Die leichten Strecken fuhren jetzt die anderen und ich aalte mich wie geplant an Deck in der Sonne und schaute in den Himmel. Doch immer wenn es schwierig wurde, musste ich ans Steuer und so konnte ich meine Routine im Umgang mit der Pénichette stetig steigern. Am letzten Tag, nachdem ich das Boot elegant in eine enge Anlegestelle manövriert hatte, gab es das Kompliment: „Du kannst auch ein Boot durch ein Nadelöhr einfädeln!“ Gerne hätte ich mich am Anfang manchmal gedrückt, es gab genügend Situationen, die mich über die Grenze meiner Komfortzone spülten. Aber genau in diesem leicht unangenehmen Bereich lernen wir. In unserem Fall hieß das konkret: Wir lernten, dass es schlau gewesen wäre, vor der Durchfahrt durch eine kleine Brücke den Sonnenschirm abzunehmen und das Tempo zu drosseln. Dem Geländer wäre es besser bekommen und wir hätten auch nicht den Verlust des Sonnenschirms erklären müssen.

Innerhalb der Komfortzone greifen wir auf Bewährtes und Bekanntes zurück und haben leicht Erfolgserlebnisse. Lernen findet hier im Sinne von „effektiver“ oder „schneller“ statt. Neue Fähigkeiten können wir uns jedoch nur aneignen, wenn wir uns neuen Erfahrungen stellen. Das ist im günstigsten Fall spannend und aufregend, im schlechtesten Fall überfordernd und stressend. Daher brauchen wir Lernsituationen, in denen Lernende Spaß daran haben, ihre Komfortzone zu verlassen und sich mit Freude auf ein bisschen Aufregung einlassen. Kleine Schritte in die unbekannte Gegend außerhalb unserer Komfortzone ermöglichen genügend Erfolgserlebnisse, um unsere Motivation aufrecht zu halten.

Zusammengefasst:

Lernen fällt leicht, wenn …

  • eine Motivation vorhanden ist, z.B. weil es ein ungelöstes Problem gibt, das im Weg steht („Wie kann ich …“), etwas zu mühselig ist oder selten zum Erfolg führt („Wie kann ich besser/schneller/erfolgreicher …“). „Die Prüfung bestehen“ ist eine weitere Motivation, die allerdings häufig zu „last minute“-Lernattacken führt.
  • wir auf existierendes Wissen aufbauen und mit einfachen Schritten beginnen, um so schrittweise die Kompetenz für komplexere Aufgaben erwerben („Path to mastery“).
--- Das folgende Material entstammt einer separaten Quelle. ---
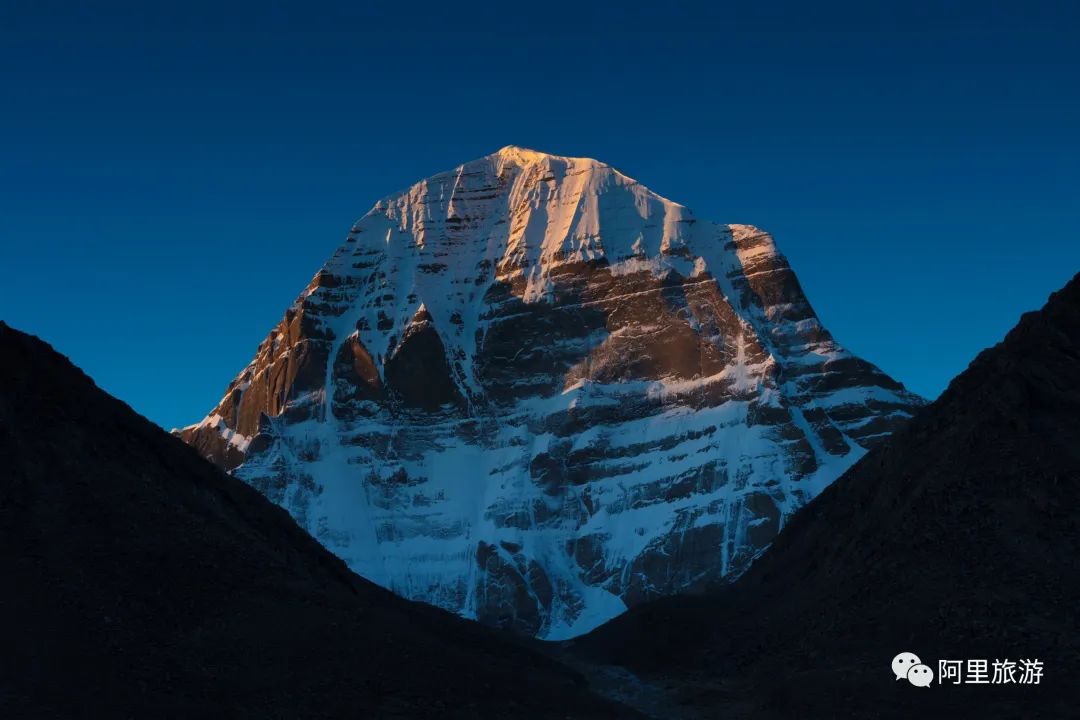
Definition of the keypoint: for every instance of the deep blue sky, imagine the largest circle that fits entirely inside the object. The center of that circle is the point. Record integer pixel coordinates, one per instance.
(173, 175)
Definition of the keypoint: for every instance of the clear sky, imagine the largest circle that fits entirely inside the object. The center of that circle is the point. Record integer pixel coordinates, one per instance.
(173, 174)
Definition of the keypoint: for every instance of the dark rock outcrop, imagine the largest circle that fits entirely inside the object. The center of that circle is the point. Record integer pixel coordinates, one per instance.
(140, 581)
(956, 539)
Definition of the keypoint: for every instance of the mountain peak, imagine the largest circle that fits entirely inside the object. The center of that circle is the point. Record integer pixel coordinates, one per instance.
(528, 155)
(541, 445)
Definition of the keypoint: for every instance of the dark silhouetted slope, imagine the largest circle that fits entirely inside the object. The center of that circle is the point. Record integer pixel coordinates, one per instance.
(959, 538)
(140, 581)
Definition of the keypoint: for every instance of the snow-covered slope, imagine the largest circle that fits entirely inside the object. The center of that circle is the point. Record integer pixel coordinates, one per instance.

Überforderung führt tendenziell zu Misserfolgen und beeinträchtigt so die Motivation.
  • wir in sozialen Settings lernen können
    Die gute alte Gruppenarbeit hat ihre Vorteile, ist aber nicht die einzige Möglichkeit, zusammen mit anderen zu lernen. Der Austausch in einem Forum, das Kommentieren von Arbeiten der Mitlernenden, das Ausprobieren von neuen Fähigkeiten mit Hilfe der Peers – all das kann Lernprozesse intensivieren.
  • die Umsetzung des Gelernten zeitnah möglich ist (schnelle Rückmeldung). Das ist am einfachsten beim arbeitsplatznahen Lernen zu erreichen. (Kann ich jetzt bei dem anstehenden Problem das neu gelernte Wissen anwenden?). Simple Multiple-Choice-Tests ohne konstruktive Rückmeldungen gehören daher nicht zu gut gestalteten Lernprozessen.
  • wir vor herausfordernde, aber lösbare Probleme gestellt werden (knapp außerhalb der Komfortzone) und so eine gute Balance zwischen Erfolgserlebnissen und unbekanntem Terrain haben.

Frank Pykos Frage nach unseren Lernerfahrungen hat in mir ein paar schöne Urlaubserinnerungen wachgerufen und gleichzeitig einige wichtige Erkenntnisse beschert. Sie hatte aber noch eine zweite Seite:

Was war eine besonders ungute Lernerfahrung?

Dazu mehr in einem weiteren Artikel.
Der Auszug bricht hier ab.